Tuesday, November 15, 2005

Have a story. No, wait. Have a point.

I buy the books. I scan the blogs. I even, upon Michael Eisner's advice, try to read the brogs. So I've learned that story-telling can be a powerful marketing tool and you can well imagine my excitement at finding a new brand of crackers with the name "Elsa's Story." From Godin's lips to marketers' ears!

Then I read the package:

"Elsa's Story sends you back to a time and place when you were young and carefree. It is about a memory, a hint of nostalgia, captured in the scents and tastes of warm cookies baking. Elsa's Kitchen was always open, her recipes remaining a well kept secret. Elsa's heritage is now relived through the goodness of quality ingredients and care that remind us of tastes long forgotten."

What is that? Why does it sound like the notes for manufacturing a story and not a story itself? In fact, there is no story, only a description of what effect the story should have on us. Puzzling.

Unless.

Unless they're doing a bit. Yes, that's it. This is a send-up of advertising, right? A parody of everything overwrought and unauthentic, and a rebuke to ad people everywhere.

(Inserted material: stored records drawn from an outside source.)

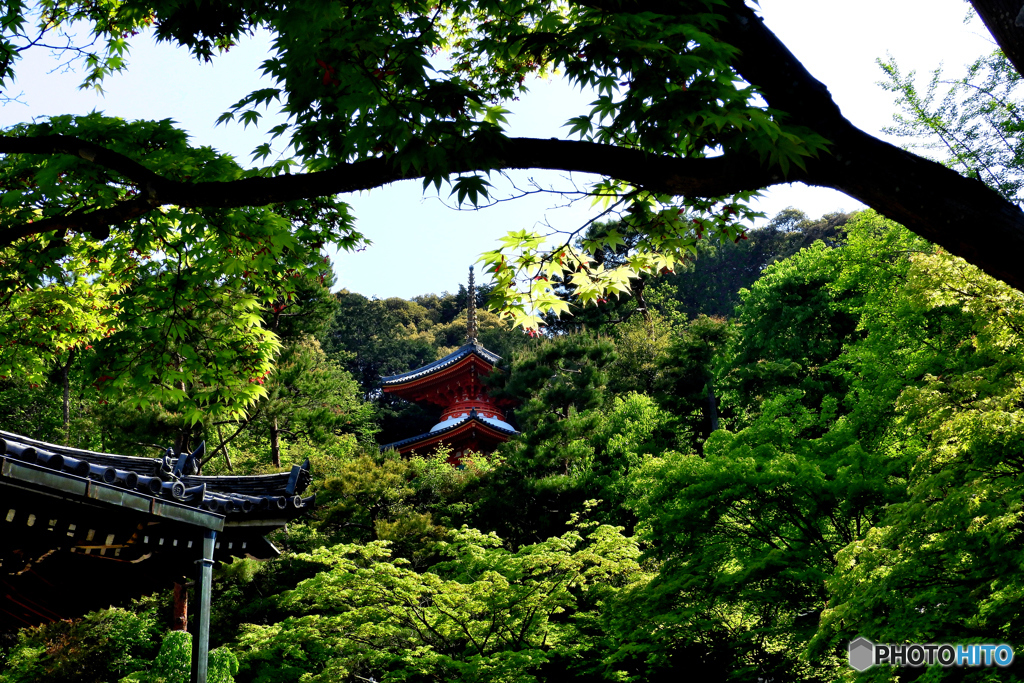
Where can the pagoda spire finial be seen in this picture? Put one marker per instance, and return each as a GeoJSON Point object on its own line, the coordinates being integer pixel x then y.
{"type": "Point", "coordinates": [471, 311]}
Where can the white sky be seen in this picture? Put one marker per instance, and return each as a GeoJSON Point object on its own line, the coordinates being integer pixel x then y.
{"type": "Point", "coordinates": [421, 245]}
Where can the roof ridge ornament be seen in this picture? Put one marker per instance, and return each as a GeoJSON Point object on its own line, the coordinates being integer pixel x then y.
{"type": "Point", "coordinates": [471, 311]}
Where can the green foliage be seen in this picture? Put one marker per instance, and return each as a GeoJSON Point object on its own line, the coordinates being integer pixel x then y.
{"type": "Point", "coordinates": [483, 613]}
{"type": "Point", "coordinates": [169, 304]}
{"type": "Point", "coordinates": [173, 663]}
{"type": "Point", "coordinates": [104, 645]}
{"type": "Point", "coordinates": [974, 127]}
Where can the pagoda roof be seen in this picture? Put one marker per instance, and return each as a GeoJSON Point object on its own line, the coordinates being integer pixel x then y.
{"type": "Point", "coordinates": [456, 426]}
{"type": "Point", "coordinates": [472, 348]}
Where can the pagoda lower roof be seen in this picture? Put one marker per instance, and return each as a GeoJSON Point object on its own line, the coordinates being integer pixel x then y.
{"type": "Point", "coordinates": [457, 427]}
{"type": "Point", "coordinates": [471, 348]}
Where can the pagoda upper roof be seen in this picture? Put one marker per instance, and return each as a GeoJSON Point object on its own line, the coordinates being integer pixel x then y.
{"type": "Point", "coordinates": [472, 348]}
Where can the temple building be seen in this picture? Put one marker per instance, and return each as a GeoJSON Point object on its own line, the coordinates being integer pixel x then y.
{"type": "Point", "coordinates": [471, 420]}
{"type": "Point", "coordinates": [83, 529]}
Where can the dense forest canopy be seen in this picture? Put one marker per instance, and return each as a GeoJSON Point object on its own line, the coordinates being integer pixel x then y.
{"type": "Point", "coordinates": [792, 437]}
{"type": "Point", "coordinates": [741, 494]}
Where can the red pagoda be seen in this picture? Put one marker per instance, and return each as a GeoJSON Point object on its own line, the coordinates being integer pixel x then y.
{"type": "Point", "coordinates": [472, 420]}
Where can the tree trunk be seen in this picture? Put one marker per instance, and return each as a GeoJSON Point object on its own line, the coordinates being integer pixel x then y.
{"type": "Point", "coordinates": [275, 442]}
{"type": "Point", "coordinates": [66, 384]}
{"type": "Point", "coordinates": [223, 445]}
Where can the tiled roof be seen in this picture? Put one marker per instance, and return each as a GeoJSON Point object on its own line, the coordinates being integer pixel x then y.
{"type": "Point", "coordinates": [161, 479]}
{"type": "Point", "coordinates": [451, 358]}
{"type": "Point", "coordinates": [455, 425]}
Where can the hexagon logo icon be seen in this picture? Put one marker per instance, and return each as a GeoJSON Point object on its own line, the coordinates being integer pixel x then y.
{"type": "Point", "coordinates": [861, 653]}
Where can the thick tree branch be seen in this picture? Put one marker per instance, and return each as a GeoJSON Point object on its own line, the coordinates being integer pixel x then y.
{"type": "Point", "coordinates": [961, 214]}
{"type": "Point", "coordinates": [698, 177]}
{"type": "Point", "coordinates": [1005, 19]}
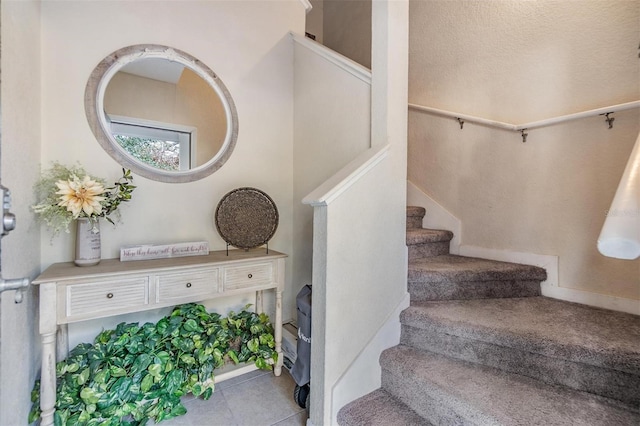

In which case, it might be genius.

2 comments:

Tony Daniel said...

Kind of lacking that beginning, middle and end thing, not to mention character, plot and setting. Ah, but I remember Elsa and her open kitchen. All the boys used to come around about midnight. Talk about your crackers.

Irene Done said...

Open kitchen, boys, midnight...now THAT'S a story. You have succeeded where others have so miserably failed.